The expression of motor sensitization after repeated drug exposure is a behavioral index of drug-
induced neuronal plasticity. The processes engaged during neuronal plasticity have high energy
requirements.24,9,23,40,55 The presence of behavioral measures of neuronal plasticity after 60 days of
abstinence suggests that processes are actively happening during abstinence to maintain these neuronal
changes. This maintenance phase implicates the mitochondria in drug-induced processes. We
hypothesized that meth-induced plasticity occurring during abstinence can be modified via manipulation
of mitochondrial function during the maintenance phase associated with drug abstinence. Rotenone
was utilized as a tool to highlight the contribution of mitochondrial function on maintaining sensitization
during abstinence. We determined a subthreshold dose and treatment duration of rotenone, and we
used this treatment protocol to alter mitochondrial function during early (days 0-6), mid (days 14-20)
and late (days 28-34) phases of meth abstinence.
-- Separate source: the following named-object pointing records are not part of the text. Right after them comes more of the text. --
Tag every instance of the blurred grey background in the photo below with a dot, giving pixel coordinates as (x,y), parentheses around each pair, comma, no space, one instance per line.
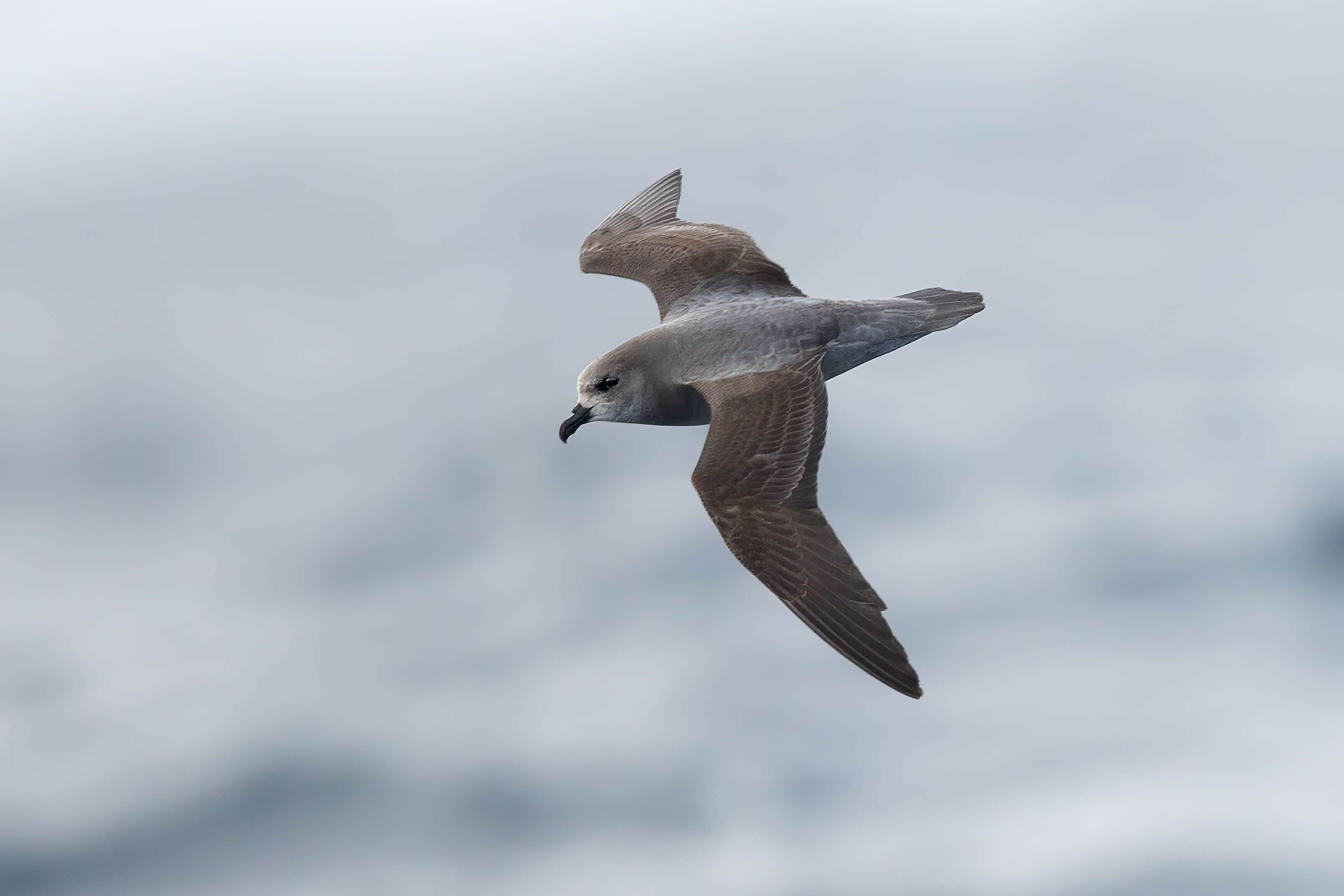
(303,596)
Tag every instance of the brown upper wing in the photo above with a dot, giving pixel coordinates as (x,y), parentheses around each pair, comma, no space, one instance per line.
(645,241)
(759,480)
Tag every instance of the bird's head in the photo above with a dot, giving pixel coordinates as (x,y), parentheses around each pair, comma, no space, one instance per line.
(611,389)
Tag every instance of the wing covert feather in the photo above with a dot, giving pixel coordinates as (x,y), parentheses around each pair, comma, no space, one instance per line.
(647,242)
(757,477)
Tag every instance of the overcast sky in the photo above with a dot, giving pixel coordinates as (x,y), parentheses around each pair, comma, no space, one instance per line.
(304,596)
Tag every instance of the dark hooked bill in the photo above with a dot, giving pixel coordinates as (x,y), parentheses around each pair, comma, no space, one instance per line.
(576,419)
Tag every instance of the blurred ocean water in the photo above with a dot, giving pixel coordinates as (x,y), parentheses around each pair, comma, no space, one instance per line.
(303,594)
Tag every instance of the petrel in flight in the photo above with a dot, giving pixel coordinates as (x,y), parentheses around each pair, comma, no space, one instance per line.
(744,350)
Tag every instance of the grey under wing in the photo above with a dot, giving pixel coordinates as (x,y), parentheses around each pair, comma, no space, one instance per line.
(871,328)
(759,481)
(647,242)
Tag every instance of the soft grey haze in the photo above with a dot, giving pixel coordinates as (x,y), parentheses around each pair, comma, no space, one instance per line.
(304,597)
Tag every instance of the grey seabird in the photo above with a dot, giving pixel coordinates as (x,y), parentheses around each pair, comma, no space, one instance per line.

Meth self-administering rats treated with rotenone at
all three time points tested during abstinence did not exhibit meth-induced enhancement in vertical
behaviors seen in the meth/vehicle group while horizontal behaviors were unchanged by meth self-
administration. These results suggest that dynamic processes that maintain meth-induced neuronal
plasticity are sensitive to reductions in energy. These data support our hypothesis that meth-induced
plasticity can be altered by manipulation of mitochondrial function.
Rotenone, administered during mid and late abstinence altered how rats respond to their first exposure
to meth. Meth-induces a variety of cellular responses that require energy.9,17,37,46 The data presented
here suggest that administration of rotenone treatment closer to when the acute challenge is
administered does not allow enough time for damaged mitochondria recover. Saline/rotenone rats
qualitatively exhibited lower vertical motor responses to the meth challenge compared to saline/vehicle
rats when rotenone was administered during mid and late abstinence. The reduction in responsiveness
suggests that the requirements, likely energy dependent, for cells to appropriately respond to meth
were not met. This reduction in motor response was not evident for the horizontal and stereotypic
measure of motor response. The effect of rotenone on vertical aspects of motor activity and the lack of
effect by rotenone on stereotypic behaviors suggest that the brain regions that govern these behaviors,
basal ganglia vs. mesolimbic, have different vulnerability to a mitochondrial challenge. To our
knowledge, there are no studies that compare the energy consumption of limbic brain regions and the
basal ganglia. Differences in sensitivity to the effect of rotenone observed through behavior revealed
that the mitochondria in these brain regions likely react to the effects of rotenone differently. These
differences could suggest that the energy requirements of the cells that reside in the basal ganglia
compared to mesolimbic regions may differ.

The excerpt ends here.